Emerging-Market Stocks Post Biggest Weekly Decline Since March

Aug. 1 (Bloomberg) -- Michael Spence, professor at NYU Stern School of Business, and Josh Rosner, managing director at Graham Fisher and Company, discuss yesterday’s market selloff and the global risks that brought us to this point. They speak on “Bloomberg Surveillance.”

Emerging-market stocks posted their biggest weekly loss since March as disappointing earnings in Asia and Argentina’s bond default reduced investor demand for riskier assets.

The MSCI Emerging Markets Index fell 0.7 percent to 1,058.81, extending declines in the past five days to 1.9 percent. Samsung Electronics Co. (005930) posted its sharpest two-day drop since August 2012 in Seoul after UBS AG cut its rating. OAO Sberbank tumbled to a three-month low as the Micex Index (INDEXCF) dropped for a second day after the European Union imposed sanctions on Russia’s biggest lenders.

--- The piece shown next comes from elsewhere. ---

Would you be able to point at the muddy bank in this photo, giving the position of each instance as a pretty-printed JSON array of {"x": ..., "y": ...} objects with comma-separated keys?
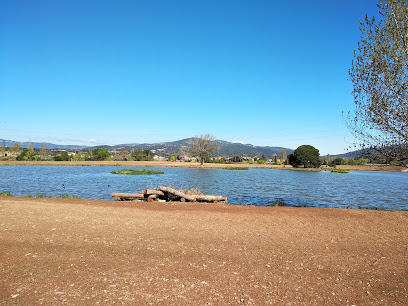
[{"x": 56, "y": 251}]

Lower-than-estimated earnings at Samsung, continued hostilities between Russia and Ukraine and a default by Argentina spurred bets that the developing-market gauge’s gain this year was overdone. It had surged as much as 7.8 percent this year as China’s economy accelerated and concern eased that Federal Reserve stimulus cuts will spur capital outflows.

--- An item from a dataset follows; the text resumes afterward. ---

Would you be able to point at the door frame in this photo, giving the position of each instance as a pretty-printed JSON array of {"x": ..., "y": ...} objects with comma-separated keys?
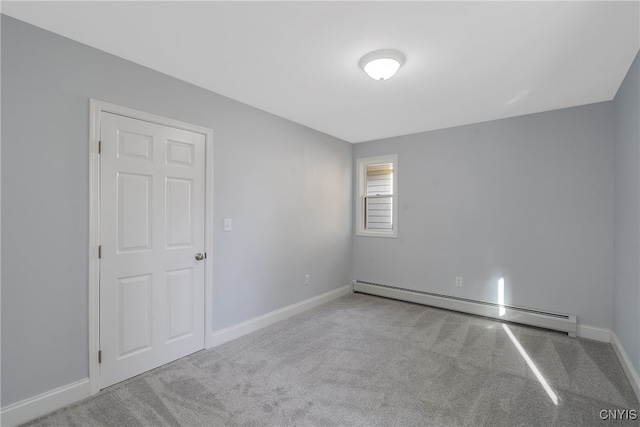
[{"x": 96, "y": 108}]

“New sanctions on the Russian economy have contributed to the softness in Russian equities,” Neil Shearing, an emerging-markets economist at Capital Economics Ltd. in London, said by phone. “We could see further downside for EM equities as investors start to pay attention to tighter monetary policy in the U.S.”

Data today showed employers in the U.S. added more than 200,000 jobs for a sixth month in July, the longest such period since 1997.

U.S. Jobs

The 209,000 advance followed a 298,000 gain in June that was stronger than previously reported, figures from the Labor Department showed in Washington.

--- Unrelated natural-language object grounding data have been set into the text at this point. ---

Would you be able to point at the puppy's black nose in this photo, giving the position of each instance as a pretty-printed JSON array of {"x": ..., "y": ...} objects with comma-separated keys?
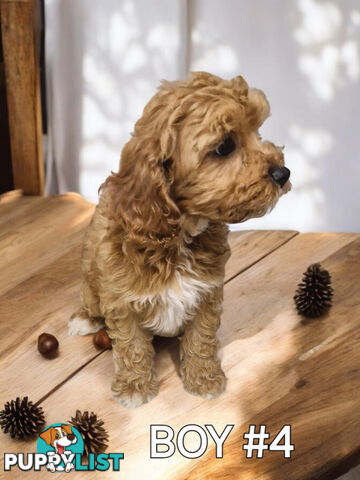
[{"x": 280, "y": 175}]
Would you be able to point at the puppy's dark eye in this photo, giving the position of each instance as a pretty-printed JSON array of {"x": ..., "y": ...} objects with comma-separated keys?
[{"x": 226, "y": 148}]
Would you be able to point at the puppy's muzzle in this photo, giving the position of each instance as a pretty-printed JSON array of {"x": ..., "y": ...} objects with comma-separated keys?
[{"x": 280, "y": 175}]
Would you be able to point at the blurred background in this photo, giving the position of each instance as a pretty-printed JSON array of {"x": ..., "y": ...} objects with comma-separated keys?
[{"x": 104, "y": 61}]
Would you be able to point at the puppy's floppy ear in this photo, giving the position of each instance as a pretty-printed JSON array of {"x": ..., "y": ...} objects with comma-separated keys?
[
  {"x": 139, "y": 196},
  {"x": 47, "y": 435},
  {"x": 67, "y": 428},
  {"x": 258, "y": 108}
]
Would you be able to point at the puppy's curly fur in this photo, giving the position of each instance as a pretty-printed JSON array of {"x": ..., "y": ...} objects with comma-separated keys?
[{"x": 154, "y": 253}]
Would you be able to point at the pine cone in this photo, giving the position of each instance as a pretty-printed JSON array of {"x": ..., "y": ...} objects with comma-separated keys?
[
  {"x": 92, "y": 431},
  {"x": 21, "y": 418},
  {"x": 314, "y": 293}
]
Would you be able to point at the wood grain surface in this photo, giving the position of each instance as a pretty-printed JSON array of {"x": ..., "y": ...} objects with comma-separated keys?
[{"x": 280, "y": 370}]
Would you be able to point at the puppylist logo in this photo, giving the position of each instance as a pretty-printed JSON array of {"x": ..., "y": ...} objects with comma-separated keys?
[{"x": 60, "y": 448}]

The emerging-markets gauge has risen 5.6 percent this year and trades at 11 times projected 12-month earnings, data compiled by Bloomberg show. The MSCI World Index has gained 2.7 percent and is valued at a multiple of 14.7.

Eight of 10 industry groups in the developing-nation measure fell today, led by technology shares. Samsung, the world’s largest smartphone maker, sank 3.8 percent, extending yesterday’s 3.7 percent retreat after reporting second-quarter profit that missed estimates. UBS cut the stock’s rating to neutral to reflect weak earnings prospects.

The Micex Index decreased 0.4 percent as Sberbank retreated 1.7 percent. The EU added Sberbank, OAO VTB Bank and OAO Gazprombank to its list of institutions sanctioned over President Vladimir Putin’s stance on Ukraine. The sanctions, which follow similar U.S. measures on July 16, restrict the lenders from selling bonds or shares within the EU.

Argentina Default

The Ibovespa rose 0.1 percent in Sao Paulo, paring its weekly loss to 3.3 percent, the most since August 2013. The FTSE/JSE Africa All Share Index decreased 0.9 percent in Johannesburg as data showed the July Purchasing Managers Index fell to 45.9 from 46.6 in June.

The PX Index dropped 0.6 percent in Prague, led by Erste Group Bank AG. Austria’s largest bank reported the biggest quarterly loss in almost three years after it wrote off Romanian assets and abided by new rules on loan fees in Hungary.

Argentine dollar bonds sank for a second day following a default declaration by Standard & Poor’s. The International Swaps & Derivatives Association’s determinations committee ruled that the failure to pay interest will trigger $1 billion of credit-default swaps.

The Hang Seng China Enterprises Index (HSCEI) of mainland companies listed in Hong Kong dropped 1.3 percent, paced by declines in Industrial and Commercial Bank of China Ltd. The Shanghai Composite Index lost 0.7 percent as a global selloff overshadowed data that showed the nation’s manufacturing grew last month at the fastest pace in more than two years.

The premium investors demand to own emerging-market debt over U.S. Treasuries increased nine basis points to 276, JPMorgan Chase & Co. indexes show.